Hello All,
I have been stuck on the following for a few days and I would really appreciate some help on this.
I am currently working on an abstractive summarisation project and I am trying to finetune BART on my custom dataset. I used the finetuning script provided by hugging face as follows:
python run_summarization.py \
--model_name_or_path facebook/bart-base \
--do_train \
--do_eval \
--do_pred \
--train_file {train_path} \
--validation_file {validation_path} \
--test_file {test_path} \
--text_column full_text \
--summary_column summary \
--output_dir training \
--overwrite_output_dir \
--per_device_train_batch_size=4 \
--per_device_eval_batch_size=4 \
--num_train_epochs=3 \
--predict_with_generate \
--save_steps=500 \
--logging_first_step=True \
--logging_steps=500 \
--eval_steps=500
I get promising results from the predictions generated from this training script. I am getting generated summaries of about 100 words each in the generated_predictions.txt outputted by the script. However, when I try to use the checkpoint of the fine-tuned model to generate further predictions I get terrible results:
model = BartForConditionalGeneration.from_pretrained('./training')
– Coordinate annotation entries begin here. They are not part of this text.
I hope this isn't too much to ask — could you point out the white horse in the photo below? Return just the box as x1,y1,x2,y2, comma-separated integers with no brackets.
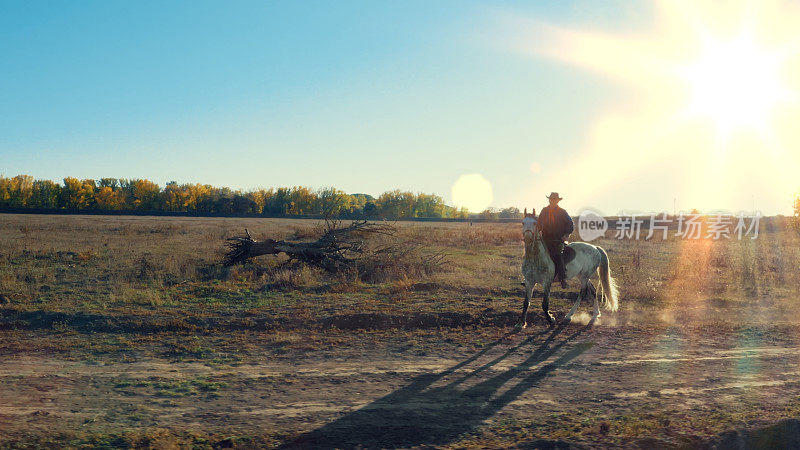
516,208,619,329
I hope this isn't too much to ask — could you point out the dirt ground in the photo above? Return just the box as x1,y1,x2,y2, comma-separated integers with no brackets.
0,215,800,448
0,311,800,448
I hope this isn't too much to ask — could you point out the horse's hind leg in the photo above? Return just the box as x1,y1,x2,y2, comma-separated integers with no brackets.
514,280,534,330
589,281,600,320
564,278,589,323
542,283,556,324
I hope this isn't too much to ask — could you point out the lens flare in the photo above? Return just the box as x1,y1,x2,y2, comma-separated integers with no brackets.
451,173,493,212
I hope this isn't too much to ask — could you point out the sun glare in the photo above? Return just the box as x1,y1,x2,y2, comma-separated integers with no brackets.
506,0,800,210
452,173,492,212
683,37,787,137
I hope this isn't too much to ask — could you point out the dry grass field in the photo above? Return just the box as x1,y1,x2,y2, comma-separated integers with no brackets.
0,214,800,448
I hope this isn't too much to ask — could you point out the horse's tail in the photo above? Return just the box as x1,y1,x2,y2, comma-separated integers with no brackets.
597,247,619,311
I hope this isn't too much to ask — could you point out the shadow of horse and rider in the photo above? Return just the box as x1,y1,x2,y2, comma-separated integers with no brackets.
284,325,592,448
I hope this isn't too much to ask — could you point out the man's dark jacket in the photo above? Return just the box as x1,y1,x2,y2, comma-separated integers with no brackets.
538,205,575,240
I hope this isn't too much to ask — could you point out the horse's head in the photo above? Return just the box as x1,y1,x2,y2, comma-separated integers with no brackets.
522,208,536,242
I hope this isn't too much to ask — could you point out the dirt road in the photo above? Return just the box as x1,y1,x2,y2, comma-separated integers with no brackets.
0,313,800,448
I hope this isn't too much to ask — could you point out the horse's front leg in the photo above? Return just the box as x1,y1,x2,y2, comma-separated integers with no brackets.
542,283,556,324
514,280,534,330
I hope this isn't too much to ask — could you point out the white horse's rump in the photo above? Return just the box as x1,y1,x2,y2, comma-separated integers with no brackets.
517,212,619,328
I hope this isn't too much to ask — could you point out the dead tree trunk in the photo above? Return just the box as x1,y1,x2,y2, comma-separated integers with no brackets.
223,220,395,272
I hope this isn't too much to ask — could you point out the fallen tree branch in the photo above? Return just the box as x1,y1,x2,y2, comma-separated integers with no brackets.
223,220,396,272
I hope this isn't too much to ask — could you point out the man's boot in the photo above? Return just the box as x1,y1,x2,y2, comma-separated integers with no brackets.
556,253,567,289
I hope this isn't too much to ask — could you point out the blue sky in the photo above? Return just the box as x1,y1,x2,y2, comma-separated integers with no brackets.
0,0,792,213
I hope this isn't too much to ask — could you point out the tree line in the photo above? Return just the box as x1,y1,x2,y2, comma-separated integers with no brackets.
0,175,522,219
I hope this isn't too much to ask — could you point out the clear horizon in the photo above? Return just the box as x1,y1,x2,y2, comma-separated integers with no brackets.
0,1,800,215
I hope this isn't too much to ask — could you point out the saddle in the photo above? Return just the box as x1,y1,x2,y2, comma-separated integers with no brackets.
562,245,577,266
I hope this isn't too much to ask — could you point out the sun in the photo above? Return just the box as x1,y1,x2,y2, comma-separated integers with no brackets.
452,173,492,212
680,36,789,138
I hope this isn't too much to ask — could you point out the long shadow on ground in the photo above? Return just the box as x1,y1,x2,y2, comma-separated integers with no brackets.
284,326,592,448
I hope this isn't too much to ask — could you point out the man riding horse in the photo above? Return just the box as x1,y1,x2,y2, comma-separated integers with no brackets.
537,192,575,289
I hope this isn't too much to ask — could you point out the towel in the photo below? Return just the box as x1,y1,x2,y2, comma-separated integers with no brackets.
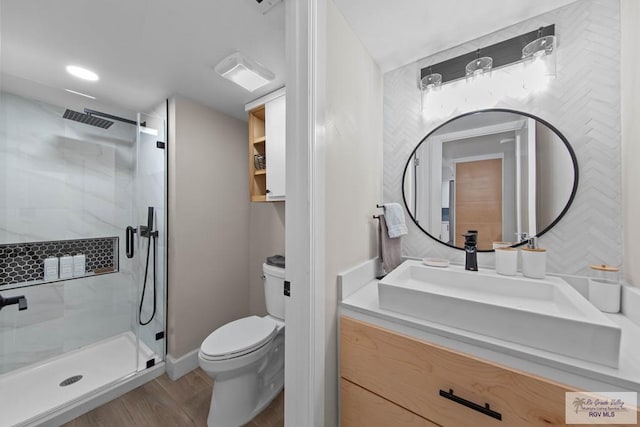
378,215,402,274
382,203,408,239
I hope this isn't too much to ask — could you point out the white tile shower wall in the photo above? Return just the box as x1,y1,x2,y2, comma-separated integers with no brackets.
0,92,137,373
384,0,622,275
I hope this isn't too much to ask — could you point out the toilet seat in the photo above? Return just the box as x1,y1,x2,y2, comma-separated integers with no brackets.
200,316,278,361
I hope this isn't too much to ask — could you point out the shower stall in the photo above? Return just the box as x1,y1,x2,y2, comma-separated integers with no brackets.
0,92,166,426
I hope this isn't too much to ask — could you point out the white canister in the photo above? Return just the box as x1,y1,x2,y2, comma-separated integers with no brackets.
589,279,620,313
60,255,73,279
73,254,87,277
520,248,547,279
492,242,513,249
495,248,518,276
589,264,621,313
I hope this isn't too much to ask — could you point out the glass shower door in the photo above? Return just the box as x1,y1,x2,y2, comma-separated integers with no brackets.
134,114,166,369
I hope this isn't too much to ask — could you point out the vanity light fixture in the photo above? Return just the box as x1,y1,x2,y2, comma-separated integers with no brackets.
416,24,557,115
522,27,556,77
418,24,557,90
66,65,99,82
420,69,442,109
214,52,276,92
464,49,493,78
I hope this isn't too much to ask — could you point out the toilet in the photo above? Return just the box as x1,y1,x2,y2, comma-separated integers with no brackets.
198,264,284,427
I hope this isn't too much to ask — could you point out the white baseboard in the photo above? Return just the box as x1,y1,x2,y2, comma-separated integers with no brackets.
167,348,199,381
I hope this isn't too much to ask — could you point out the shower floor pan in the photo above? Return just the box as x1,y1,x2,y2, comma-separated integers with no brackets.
0,332,160,426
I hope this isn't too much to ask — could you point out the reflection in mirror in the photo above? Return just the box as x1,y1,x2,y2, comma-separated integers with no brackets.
403,109,578,250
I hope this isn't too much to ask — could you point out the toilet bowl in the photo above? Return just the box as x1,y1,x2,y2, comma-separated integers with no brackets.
198,264,284,427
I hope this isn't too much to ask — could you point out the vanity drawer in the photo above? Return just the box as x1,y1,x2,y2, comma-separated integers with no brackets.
340,378,438,427
340,316,592,427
tokenizer = BartTokenizer.from_pretrained('./training')
max_input_length = 1024
max_target_length = 128
text = {example text of around 500 words}
model_inputs = tokenizer(text, max_length=max_input_length,
truncation=True, return_tensors='pt')
pred = model.generate(model_inputs['input_ids'])
tokenizer.decode(pred[0])
I get a summary of an incomplete sentence made up of 10-15 words.
I am just really confused as BART has been finetuned and I am getting completely different results relative to predictions made by the training script. My question is how can I use any checkpoint to generate the same results?